Per certi versi è la versione ribaltata del gettare vernice sulla statua di Montanelli, con tutti i distinguo storici e umani del caso. Con la differenza che qua non si parla di robe vecchie, ma del presente di qualcosa che possiamo tutti toccare, provare, vivere e discutere, dimostrando che forse non siamo proprio dei nerd schifosi come ci dipingono.

Ciò che posso dirvi io è che secondo me l’esperienza vale la pena e che formare un'opinione solo su ciò che leggete online o cogliete da qualche video o commento riportato non rende giustizia al vostro potenziale umano. Non lo fareste con altri medium, non fatelo coi videogiochi, a cui di sicuro volete molto bene.

Siamo alla fine, scusate se mi sono dilungato.

C’è una frase de Le Città Invisibili di Calvino che ho ritrovato in questi giorni e che credo si applichi perfettamente alla morale del gioco, ma anche alla situazione che stiamo vivendo, con cui vorrei concludere questo… sfogo? Analisi? Mano tesa? Tentativo di gettare ponti? (o ma quanto ci aveva preso Death Stranding?) Chiamatelo come volete, anche la voglia di deporre le armi da uno che fa sempre la guerra sui social e che da un videogioco ha imparato qualcosa.

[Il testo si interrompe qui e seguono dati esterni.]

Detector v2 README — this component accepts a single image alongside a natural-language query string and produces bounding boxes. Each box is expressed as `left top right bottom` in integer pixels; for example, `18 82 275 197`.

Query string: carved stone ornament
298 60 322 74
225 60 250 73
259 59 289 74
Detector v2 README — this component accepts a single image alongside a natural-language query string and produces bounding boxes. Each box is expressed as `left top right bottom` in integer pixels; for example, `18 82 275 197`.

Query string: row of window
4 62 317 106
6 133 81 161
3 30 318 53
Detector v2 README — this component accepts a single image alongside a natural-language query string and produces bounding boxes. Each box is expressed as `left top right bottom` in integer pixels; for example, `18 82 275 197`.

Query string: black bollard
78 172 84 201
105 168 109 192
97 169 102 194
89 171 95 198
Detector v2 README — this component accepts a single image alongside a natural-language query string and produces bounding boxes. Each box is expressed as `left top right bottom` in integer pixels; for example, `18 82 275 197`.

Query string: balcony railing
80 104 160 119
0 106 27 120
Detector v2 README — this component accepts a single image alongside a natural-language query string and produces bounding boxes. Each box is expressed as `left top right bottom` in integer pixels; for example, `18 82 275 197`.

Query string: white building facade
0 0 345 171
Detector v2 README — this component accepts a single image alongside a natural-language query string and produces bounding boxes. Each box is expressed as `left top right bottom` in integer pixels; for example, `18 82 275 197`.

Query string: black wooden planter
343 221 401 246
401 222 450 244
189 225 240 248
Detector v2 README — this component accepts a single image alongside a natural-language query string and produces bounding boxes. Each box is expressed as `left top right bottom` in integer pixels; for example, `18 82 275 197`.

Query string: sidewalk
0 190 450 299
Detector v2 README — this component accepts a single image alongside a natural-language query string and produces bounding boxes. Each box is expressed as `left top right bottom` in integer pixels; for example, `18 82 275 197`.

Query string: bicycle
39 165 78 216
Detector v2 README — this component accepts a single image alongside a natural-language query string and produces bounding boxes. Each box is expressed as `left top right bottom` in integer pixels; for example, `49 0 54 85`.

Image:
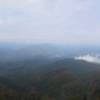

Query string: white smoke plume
74 54 100 64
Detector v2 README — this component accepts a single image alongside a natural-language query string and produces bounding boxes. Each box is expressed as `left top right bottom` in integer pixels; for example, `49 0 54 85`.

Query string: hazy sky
0 0 100 43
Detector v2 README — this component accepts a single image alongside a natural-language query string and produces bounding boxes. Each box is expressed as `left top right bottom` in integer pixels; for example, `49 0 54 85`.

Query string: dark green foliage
0 59 100 100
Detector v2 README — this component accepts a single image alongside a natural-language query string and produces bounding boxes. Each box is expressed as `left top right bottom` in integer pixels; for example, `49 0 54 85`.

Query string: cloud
74 54 100 64
0 0 100 43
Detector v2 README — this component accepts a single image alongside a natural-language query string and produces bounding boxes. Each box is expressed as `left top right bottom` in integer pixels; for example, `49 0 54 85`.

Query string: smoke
74 54 100 64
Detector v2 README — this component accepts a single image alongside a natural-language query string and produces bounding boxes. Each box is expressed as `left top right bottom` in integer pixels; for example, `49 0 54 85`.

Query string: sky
0 0 100 43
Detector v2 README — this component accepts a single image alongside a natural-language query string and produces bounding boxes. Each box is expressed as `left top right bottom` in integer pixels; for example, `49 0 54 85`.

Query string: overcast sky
0 0 100 43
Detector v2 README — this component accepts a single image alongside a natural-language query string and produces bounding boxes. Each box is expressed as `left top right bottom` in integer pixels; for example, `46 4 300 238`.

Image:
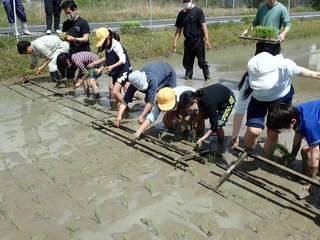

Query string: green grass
0 18 320 79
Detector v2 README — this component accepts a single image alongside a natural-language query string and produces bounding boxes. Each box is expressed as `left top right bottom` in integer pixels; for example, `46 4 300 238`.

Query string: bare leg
263 129 280 157
217 127 224 143
90 78 99 94
244 127 262 151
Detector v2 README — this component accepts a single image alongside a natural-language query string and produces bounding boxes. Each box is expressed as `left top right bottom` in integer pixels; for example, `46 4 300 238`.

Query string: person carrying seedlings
172 0 211 80
134 86 204 138
113 62 177 127
267 100 320 189
61 0 90 82
57 52 101 100
178 84 235 147
233 52 320 157
242 0 291 55
17 35 69 85
89 27 132 106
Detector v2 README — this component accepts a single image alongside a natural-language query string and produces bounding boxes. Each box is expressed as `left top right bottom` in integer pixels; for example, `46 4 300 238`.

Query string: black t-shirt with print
62 17 90 54
175 6 205 39
199 83 230 131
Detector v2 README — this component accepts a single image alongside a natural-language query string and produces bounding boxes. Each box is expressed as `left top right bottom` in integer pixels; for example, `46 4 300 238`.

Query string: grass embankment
0 18 320 79
0 0 314 27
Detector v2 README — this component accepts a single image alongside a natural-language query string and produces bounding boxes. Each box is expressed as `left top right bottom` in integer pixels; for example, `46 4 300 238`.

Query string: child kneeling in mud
179 84 235 147
267 100 320 189
134 86 204 138
57 52 101 100
89 27 132 106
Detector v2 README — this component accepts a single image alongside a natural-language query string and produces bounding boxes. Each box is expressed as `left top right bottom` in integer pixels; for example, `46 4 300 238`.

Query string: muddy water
0 39 320 240
134 38 320 99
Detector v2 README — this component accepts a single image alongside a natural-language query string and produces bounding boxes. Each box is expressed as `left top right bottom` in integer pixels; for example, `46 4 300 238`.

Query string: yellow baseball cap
96 27 109 47
157 87 176 111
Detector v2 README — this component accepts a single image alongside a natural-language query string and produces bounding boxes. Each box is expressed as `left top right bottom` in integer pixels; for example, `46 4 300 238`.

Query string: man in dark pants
61 0 90 83
44 0 62 35
172 0 211 80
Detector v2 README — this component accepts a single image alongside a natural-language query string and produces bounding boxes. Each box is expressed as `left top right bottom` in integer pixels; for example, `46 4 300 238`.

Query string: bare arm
201 23 211 49
230 113 244 149
36 58 52 74
298 67 320 80
67 33 89 43
172 28 182 51
113 100 127 127
135 119 151 137
138 102 153 124
279 27 290 42
291 132 302 157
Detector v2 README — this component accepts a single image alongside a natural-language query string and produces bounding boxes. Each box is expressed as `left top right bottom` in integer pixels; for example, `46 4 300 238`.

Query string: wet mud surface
0 38 320 240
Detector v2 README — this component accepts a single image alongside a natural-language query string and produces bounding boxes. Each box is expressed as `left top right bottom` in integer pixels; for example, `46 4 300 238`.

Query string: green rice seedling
88 192 97 204
144 181 154 196
207 154 217 165
1 154 12 172
254 26 278 39
31 234 43 240
25 68 36 75
120 192 129 209
199 216 213 237
269 144 294 166
140 218 160 236
173 229 193 240
209 202 229 217
67 220 79 239
113 169 131 182
174 202 187 221
240 16 255 25
122 235 129 240
304 218 315 235
59 33 69 41
248 220 260 233
270 207 285 219
94 205 102 224
35 205 50 219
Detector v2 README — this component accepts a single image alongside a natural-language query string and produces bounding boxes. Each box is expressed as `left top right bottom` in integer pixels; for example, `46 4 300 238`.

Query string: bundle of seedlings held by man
249 26 278 40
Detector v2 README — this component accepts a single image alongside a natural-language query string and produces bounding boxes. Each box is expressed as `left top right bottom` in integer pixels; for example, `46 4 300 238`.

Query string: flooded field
0 39 320 240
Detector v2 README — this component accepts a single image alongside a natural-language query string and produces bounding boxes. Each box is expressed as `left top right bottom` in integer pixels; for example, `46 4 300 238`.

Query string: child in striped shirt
57 51 101 100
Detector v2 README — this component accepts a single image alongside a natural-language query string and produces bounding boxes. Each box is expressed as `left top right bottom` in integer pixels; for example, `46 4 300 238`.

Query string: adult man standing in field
172 0 211 80
61 0 90 83
242 0 291 56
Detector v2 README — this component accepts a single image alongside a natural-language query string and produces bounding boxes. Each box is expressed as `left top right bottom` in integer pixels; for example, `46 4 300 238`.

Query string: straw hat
157 87 176 111
96 27 109 47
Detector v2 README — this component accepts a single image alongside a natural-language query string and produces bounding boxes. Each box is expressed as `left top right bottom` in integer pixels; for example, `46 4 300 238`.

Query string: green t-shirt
252 2 291 34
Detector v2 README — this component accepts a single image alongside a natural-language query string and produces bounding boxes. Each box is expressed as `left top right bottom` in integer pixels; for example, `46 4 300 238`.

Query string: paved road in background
0 12 320 36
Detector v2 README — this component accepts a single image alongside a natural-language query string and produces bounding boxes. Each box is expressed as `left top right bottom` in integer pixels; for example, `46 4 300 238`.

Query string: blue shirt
295 100 320 146
123 62 177 104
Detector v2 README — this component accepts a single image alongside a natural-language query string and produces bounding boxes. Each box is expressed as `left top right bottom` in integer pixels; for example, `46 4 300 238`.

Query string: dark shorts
112 71 131 86
218 90 236 127
246 85 294 129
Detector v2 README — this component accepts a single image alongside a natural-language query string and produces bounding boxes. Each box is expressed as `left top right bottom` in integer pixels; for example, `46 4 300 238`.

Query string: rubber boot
10 23 20 36
50 71 60 82
21 22 32 35
184 68 193 80
202 67 210 81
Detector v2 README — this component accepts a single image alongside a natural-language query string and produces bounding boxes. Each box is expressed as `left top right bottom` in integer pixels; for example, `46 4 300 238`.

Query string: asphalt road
0 12 320 36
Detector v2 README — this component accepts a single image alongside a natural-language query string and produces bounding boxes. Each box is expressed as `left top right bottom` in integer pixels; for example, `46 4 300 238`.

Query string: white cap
248 52 282 90
129 70 148 91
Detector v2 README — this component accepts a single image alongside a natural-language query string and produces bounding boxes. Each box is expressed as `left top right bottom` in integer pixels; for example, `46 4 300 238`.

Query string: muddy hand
229 137 239 149
113 118 121 127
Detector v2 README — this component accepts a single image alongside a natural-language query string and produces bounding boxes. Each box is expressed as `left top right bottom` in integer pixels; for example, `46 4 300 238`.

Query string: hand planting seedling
59 33 69 41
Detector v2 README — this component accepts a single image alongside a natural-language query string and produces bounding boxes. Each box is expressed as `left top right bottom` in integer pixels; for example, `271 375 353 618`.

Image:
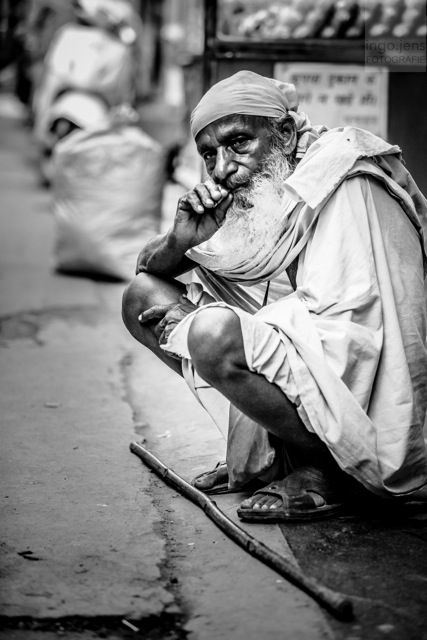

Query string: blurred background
0 5 427 640
0 0 427 279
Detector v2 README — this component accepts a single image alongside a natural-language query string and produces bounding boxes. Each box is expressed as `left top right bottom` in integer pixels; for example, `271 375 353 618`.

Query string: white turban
190 71 327 158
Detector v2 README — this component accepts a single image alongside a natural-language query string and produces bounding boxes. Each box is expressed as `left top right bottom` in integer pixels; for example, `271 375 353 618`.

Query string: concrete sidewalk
0 94 427 640
0 95 331 640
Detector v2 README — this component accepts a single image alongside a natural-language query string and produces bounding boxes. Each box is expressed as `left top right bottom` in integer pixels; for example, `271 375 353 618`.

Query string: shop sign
274 62 388 138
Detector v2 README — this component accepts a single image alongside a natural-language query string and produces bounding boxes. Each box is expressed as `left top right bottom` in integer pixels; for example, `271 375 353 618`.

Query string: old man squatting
123 71 427 522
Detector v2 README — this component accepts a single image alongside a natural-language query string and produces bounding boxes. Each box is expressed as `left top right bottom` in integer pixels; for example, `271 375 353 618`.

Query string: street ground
0 95 427 640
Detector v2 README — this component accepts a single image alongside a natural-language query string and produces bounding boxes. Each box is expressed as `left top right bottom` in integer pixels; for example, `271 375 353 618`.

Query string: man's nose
213 147 238 183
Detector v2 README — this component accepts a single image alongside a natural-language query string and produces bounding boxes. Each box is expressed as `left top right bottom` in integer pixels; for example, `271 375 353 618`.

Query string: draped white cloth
164 128 427 497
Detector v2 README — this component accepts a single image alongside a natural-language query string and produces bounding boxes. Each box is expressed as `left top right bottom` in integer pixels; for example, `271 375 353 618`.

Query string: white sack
53 126 164 280
34 24 136 144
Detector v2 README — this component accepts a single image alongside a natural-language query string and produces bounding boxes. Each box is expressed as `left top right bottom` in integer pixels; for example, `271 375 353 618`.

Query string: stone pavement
0 94 427 640
0 95 331 640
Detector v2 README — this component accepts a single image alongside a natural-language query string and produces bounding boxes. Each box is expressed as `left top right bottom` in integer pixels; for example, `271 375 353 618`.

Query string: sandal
237 466 343 523
191 462 265 495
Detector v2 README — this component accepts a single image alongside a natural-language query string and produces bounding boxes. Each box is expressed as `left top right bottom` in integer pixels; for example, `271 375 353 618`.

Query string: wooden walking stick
130 442 353 620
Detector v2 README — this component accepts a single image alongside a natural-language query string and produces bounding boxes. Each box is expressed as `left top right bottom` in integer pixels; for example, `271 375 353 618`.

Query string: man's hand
138 295 198 344
173 178 233 248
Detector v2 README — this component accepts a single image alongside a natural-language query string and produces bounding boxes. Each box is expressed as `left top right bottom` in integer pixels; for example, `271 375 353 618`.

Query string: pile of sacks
52 115 165 280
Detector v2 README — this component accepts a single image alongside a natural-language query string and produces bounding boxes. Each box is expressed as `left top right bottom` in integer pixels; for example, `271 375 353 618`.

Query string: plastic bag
53 126 165 280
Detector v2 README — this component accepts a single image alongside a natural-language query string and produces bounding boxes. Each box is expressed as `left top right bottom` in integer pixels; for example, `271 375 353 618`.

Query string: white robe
164 130 427 497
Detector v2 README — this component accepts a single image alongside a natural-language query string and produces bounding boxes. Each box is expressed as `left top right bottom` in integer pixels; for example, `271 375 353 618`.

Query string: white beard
200 151 292 264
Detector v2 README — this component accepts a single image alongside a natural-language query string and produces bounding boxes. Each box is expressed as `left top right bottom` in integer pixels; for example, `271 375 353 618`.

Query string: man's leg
122 273 186 376
188 307 342 508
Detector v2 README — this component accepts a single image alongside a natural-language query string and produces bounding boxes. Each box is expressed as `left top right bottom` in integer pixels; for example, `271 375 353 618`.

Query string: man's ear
277 115 297 156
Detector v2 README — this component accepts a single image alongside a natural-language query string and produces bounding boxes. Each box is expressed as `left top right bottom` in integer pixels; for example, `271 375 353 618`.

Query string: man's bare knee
188 307 246 383
122 273 154 330
122 272 185 333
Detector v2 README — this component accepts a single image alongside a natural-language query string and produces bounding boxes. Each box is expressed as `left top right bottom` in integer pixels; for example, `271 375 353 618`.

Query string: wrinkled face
196 115 271 191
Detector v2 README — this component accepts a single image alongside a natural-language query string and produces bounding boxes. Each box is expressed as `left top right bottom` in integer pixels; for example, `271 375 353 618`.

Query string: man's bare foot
237 466 343 522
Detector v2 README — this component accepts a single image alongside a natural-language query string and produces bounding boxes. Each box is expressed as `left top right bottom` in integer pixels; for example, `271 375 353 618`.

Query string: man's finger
214 193 233 226
138 304 170 323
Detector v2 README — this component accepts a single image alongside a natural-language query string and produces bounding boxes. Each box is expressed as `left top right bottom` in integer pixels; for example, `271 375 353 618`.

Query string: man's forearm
137 229 193 277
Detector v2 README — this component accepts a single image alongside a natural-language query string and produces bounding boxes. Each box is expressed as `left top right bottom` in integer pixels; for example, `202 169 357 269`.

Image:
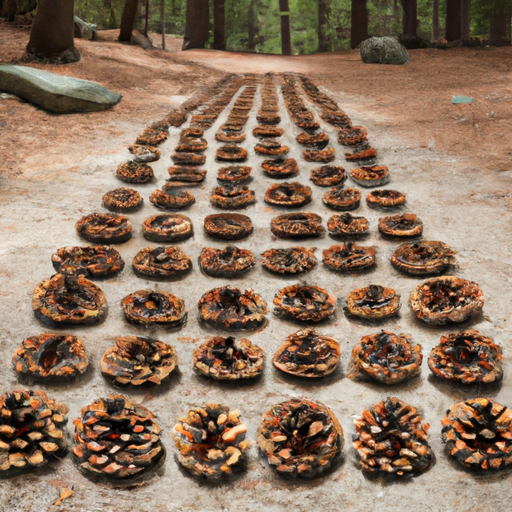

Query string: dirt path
0 26 512 512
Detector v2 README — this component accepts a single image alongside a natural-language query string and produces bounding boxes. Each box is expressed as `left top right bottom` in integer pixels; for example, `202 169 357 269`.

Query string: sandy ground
0 26 512 512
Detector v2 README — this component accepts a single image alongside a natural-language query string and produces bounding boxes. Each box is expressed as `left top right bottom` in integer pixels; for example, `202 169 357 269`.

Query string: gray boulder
359 37 409 64
73 16 96 41
0 65 121 114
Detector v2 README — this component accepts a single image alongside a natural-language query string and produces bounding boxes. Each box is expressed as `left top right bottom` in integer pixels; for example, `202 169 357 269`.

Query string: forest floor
0 24 512 176
0 25 512 512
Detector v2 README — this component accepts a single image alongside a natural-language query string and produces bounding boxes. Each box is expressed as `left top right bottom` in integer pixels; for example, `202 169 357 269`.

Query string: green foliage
75 0 512 55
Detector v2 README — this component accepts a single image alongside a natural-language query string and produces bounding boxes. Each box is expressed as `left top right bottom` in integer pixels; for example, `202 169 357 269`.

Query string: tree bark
318 0 331 52
27 0 80 64
432 0 439 41
401 0 418 39
182 0 210 50
460 0 471 45
160 0 165 50
247 0 258 51
445 0 462 41
144 0 149 37
213 0 226 50
350 0 368 48
119 0 139 43
489 12 511 46
279 0 292 55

E non è forse bellissimo che oggi sia un videogioco a insegnarci qualcosa su ciò che stiamo vivendo?

La citazione, comunque, è questa.

“L'inferno dei viventi non è qualcosa che sarà; se ce n'è uno, è quello che è già qui, l'inferno che abitiamo tutti i giorni, che formiamo stando insieme. Due modi ci sono per non soffrirne. Il primo riesce facile a molti: accettare l'inferno e diventarne parte fino al punto di non vederlo più. Il secondo è rischioso ed esige attenzione e apprendimento continui: cercare e saper riconoscere chi e cosa, in mezzo all'inferno, non è inferno, e farlo durare, e dargli spazio.”